There is some evidence admitted over the defendant's objection which it is argued was incompetent. The beneficiary, the widow of the insured, testified that after he was brought home he was unconscious and did not know anything until his death. This was not of material importance to the issue, and, whether section 606 of the Civil Code of Practice barred the testimony or not, the evidence was not prejudicial. Ætna Life Insurance Co. v. Bethel, supra; Sovereign Camp, Woodmen of the World, v. Havas, 217 Ky. 846, 290 S.W. 690; Prudential Insurance Co. of America v. Dudderer. supra. Nor was this evidence or that of the several nonmedical witnesses that they had observed fresh bruises or contusions on the body of the insured both before and after his death incompetent. The bruising of the body is such a common experience that most any one can recognize the visible result, and it does not take a doctor, usually regarded as an expert, to identify or describe that physical condition.

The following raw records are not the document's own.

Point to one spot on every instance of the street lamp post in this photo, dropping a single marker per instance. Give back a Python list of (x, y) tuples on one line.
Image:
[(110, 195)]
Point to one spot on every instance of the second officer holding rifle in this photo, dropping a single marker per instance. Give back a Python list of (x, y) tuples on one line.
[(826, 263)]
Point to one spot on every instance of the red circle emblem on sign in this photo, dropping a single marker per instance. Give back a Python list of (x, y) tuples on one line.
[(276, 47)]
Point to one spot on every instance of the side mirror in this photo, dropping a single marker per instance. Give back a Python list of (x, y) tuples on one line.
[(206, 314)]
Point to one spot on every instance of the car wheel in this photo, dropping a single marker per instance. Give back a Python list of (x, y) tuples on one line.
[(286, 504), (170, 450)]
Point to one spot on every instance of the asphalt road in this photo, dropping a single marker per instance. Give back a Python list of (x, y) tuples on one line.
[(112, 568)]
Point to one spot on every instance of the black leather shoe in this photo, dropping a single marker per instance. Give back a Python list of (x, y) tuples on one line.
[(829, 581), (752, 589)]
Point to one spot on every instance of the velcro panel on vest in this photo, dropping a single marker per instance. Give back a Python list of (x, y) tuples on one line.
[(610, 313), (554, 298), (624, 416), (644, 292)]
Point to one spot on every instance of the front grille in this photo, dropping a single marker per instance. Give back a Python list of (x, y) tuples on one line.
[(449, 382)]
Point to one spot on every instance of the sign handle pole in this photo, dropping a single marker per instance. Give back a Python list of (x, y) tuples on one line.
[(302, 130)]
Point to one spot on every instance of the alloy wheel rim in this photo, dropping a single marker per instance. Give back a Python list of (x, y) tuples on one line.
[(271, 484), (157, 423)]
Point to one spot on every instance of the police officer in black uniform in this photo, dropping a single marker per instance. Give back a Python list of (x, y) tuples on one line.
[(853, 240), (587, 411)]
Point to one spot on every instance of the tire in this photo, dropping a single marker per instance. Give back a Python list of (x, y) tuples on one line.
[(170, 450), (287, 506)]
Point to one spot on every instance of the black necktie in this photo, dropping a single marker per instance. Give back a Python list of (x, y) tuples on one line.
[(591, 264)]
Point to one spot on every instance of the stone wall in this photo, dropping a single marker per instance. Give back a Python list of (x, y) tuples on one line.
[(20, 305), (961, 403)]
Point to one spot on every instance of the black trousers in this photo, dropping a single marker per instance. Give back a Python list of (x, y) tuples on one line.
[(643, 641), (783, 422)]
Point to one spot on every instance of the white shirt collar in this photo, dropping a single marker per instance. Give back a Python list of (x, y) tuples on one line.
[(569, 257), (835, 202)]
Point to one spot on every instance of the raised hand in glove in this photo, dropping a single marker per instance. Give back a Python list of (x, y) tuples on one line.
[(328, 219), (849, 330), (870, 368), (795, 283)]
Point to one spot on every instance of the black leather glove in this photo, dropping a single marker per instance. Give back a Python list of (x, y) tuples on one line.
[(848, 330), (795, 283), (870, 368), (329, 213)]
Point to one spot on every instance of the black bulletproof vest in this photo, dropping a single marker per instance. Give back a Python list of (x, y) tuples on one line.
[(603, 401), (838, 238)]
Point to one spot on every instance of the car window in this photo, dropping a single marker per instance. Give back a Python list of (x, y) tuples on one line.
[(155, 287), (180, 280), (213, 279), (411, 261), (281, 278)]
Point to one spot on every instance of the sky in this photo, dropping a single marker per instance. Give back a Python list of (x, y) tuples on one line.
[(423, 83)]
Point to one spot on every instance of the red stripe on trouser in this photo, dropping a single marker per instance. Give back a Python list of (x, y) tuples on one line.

Ohio Kentucky Railway Co. v. Beuris,146 Ky. 612, 143 S.W. 16; Prudential Insurance Co. v. Hodge's Adm'x, 232 Ky. 44, 22 S.W.2d 435. For the same reason — that it is a condition so commonly known by the ordinary person — must the claim of incompetency of the witnesses, who expressed an opinion that the damage to the wagon was a fresh break, be denied. It does not take an expert in woodcraft to see that a break is fresh.

The court instructed the jury to find for the defendant unless they should believe from the evidence *Page 806 that the death of the insured "resulted solely from external, violent, or accidental means." The policy provided for indemnity for death resulting from "external, violent, and accidental means." The use of the word "or" for the word "and" in the instruction was probably an inadvertence. Perhaps in some instances the disjunctive instead of the conjunctive word in an instruction might be prejudicially erroneous, but we cannot regard it as such here. Wiedman v. Line, 13 Ky. Law Rep. 590. All three of the elements were proven in the case; that is, that the insured was externally injured, by violence, and accidentally. We cannot conceive any prejudice resulted to the defendant by this error.

The final ground for reversal is improper argument of counsel for the plaintiff. He said:

"I have had a great deal of pleasure in trying this case, because I have seen a great number of these policies, and I have concluded that there was no accident covered by this policy, unless you went around to the First Baptist Church and fell off of the steps. I have at last found a case covered by the policy. * * * Plaintiff is only one of the few persons I have ever seen who had a case that came under the limited provisions of this policy, and I have seen quite a few of them."

Really it was not necessary that the insured should fall off the steps of the First Baptist Church, or any other, in order to recover under the policy. But it was almost so. One of the arguments submitted for reversal of the judgment is that the policy was very limited in its scope. The law of argument is not so cruel as to prohibit a lawyer indulging in a little extravagance now and then for forensic effect.

Perceiving no prejudicial error, the judgment is affirmed.